Deepfake Detection MLOps - Build End-to-End Pipeline using Sagemaker Pipeline, AWS CodeBuild and AWS CodePipeline - Part 1
This project involves the implementation of end-to-end machine learning pipelines for deepfake video detection, including data preprocessing, training, and model deployment using various AWS services, primarily Sagemaker Pipeline, AWS CodeCommit, AWS CodePipeline, and AWS CloudFormation.
The project is created based on the SageMaker Project Template - MLOps template for model building, training and deployment with third-party Git repositories.
The overall architecture of the project is shown below:
The architecture is divided into two main parts:
- The first part involves processing data, training and testing models, and registering the models in the SageMaker Model Registry (in this repository).

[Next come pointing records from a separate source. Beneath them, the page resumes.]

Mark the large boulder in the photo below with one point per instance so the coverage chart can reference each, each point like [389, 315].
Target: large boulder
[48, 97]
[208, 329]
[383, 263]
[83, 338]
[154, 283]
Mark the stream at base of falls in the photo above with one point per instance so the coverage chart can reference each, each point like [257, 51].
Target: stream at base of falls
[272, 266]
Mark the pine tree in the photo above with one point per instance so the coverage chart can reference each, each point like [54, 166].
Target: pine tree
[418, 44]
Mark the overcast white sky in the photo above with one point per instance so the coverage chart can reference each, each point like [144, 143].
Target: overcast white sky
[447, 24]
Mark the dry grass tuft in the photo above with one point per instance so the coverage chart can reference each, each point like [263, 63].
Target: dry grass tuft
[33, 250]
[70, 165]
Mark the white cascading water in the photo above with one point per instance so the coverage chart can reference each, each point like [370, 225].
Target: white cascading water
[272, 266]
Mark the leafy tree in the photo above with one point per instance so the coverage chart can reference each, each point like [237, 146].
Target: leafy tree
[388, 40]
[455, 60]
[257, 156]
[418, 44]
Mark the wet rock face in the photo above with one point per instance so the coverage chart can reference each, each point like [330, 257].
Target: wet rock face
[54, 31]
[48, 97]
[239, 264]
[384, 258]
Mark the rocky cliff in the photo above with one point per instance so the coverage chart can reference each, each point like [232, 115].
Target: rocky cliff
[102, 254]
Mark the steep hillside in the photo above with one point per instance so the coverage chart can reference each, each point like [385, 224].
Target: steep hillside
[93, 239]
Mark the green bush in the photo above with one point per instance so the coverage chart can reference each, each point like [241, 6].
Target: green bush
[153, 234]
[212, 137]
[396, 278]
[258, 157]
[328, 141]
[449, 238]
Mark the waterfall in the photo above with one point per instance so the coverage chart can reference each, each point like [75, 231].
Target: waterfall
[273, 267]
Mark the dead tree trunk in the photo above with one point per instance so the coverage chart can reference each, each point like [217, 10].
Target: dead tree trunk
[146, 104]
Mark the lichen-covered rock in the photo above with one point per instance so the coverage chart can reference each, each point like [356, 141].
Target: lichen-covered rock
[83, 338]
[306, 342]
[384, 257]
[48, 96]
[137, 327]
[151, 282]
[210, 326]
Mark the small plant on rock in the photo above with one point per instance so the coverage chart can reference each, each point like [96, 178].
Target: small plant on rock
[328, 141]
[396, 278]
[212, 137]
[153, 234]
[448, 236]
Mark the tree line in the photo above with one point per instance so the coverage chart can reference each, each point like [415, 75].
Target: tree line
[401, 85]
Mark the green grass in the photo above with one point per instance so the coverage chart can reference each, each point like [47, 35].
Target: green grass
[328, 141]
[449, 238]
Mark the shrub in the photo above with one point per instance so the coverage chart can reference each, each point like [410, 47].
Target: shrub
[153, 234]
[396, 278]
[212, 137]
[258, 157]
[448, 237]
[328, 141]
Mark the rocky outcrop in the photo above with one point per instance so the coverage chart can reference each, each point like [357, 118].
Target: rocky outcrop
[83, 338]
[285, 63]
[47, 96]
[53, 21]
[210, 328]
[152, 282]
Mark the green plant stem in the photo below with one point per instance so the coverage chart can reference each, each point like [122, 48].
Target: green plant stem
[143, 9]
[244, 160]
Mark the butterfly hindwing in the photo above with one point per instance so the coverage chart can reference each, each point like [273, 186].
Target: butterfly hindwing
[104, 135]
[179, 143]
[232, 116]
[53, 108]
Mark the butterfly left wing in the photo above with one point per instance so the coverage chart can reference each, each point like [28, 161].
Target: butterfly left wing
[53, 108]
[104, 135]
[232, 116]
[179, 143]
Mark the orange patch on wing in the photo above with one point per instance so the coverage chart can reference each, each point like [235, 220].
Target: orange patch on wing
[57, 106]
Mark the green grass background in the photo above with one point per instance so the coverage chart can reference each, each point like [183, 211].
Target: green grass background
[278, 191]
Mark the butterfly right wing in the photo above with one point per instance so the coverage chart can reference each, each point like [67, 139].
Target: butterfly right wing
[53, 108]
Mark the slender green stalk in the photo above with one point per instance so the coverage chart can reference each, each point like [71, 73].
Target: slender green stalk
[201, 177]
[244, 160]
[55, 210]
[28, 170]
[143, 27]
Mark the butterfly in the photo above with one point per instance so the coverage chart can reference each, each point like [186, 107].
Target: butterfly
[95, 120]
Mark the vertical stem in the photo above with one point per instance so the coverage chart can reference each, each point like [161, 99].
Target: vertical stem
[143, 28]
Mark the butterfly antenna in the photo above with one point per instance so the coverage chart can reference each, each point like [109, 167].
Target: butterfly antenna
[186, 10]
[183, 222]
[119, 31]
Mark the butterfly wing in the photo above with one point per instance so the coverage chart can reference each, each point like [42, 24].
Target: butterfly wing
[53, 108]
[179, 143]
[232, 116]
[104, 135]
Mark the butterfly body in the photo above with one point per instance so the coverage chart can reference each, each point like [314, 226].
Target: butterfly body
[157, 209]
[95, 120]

- The second part involves automating the deployment of models from the SageMaker Model Registry to SageMaker endpoints for real-time inference. When a new model version is registered and approved, it initiates a deployment automatically (as described in this link).
An AWS CodePipeline pipeline that has source and build steps. The source step points to the Github repository. The build step gets the code from that repository, creates and updates the SageMaker pipeline, starts a pipeline execution, and waits for the pipeline execution to complete.
Models that meet the specified criteria in the condition step (in this case, the "check-accuracy-deepfake-evaluation" step) will be registered in the model registry, as illustrated in the following figures.
When a new model version is registered and approved, it automatically initiates a deployment using the second part of the architecture described above (as detailed in this link).
The codebuild execution instructions. This file contains the instructions needed to kick off an execution of the SageMaker Pipeline in the CICD system (via CodePipeline).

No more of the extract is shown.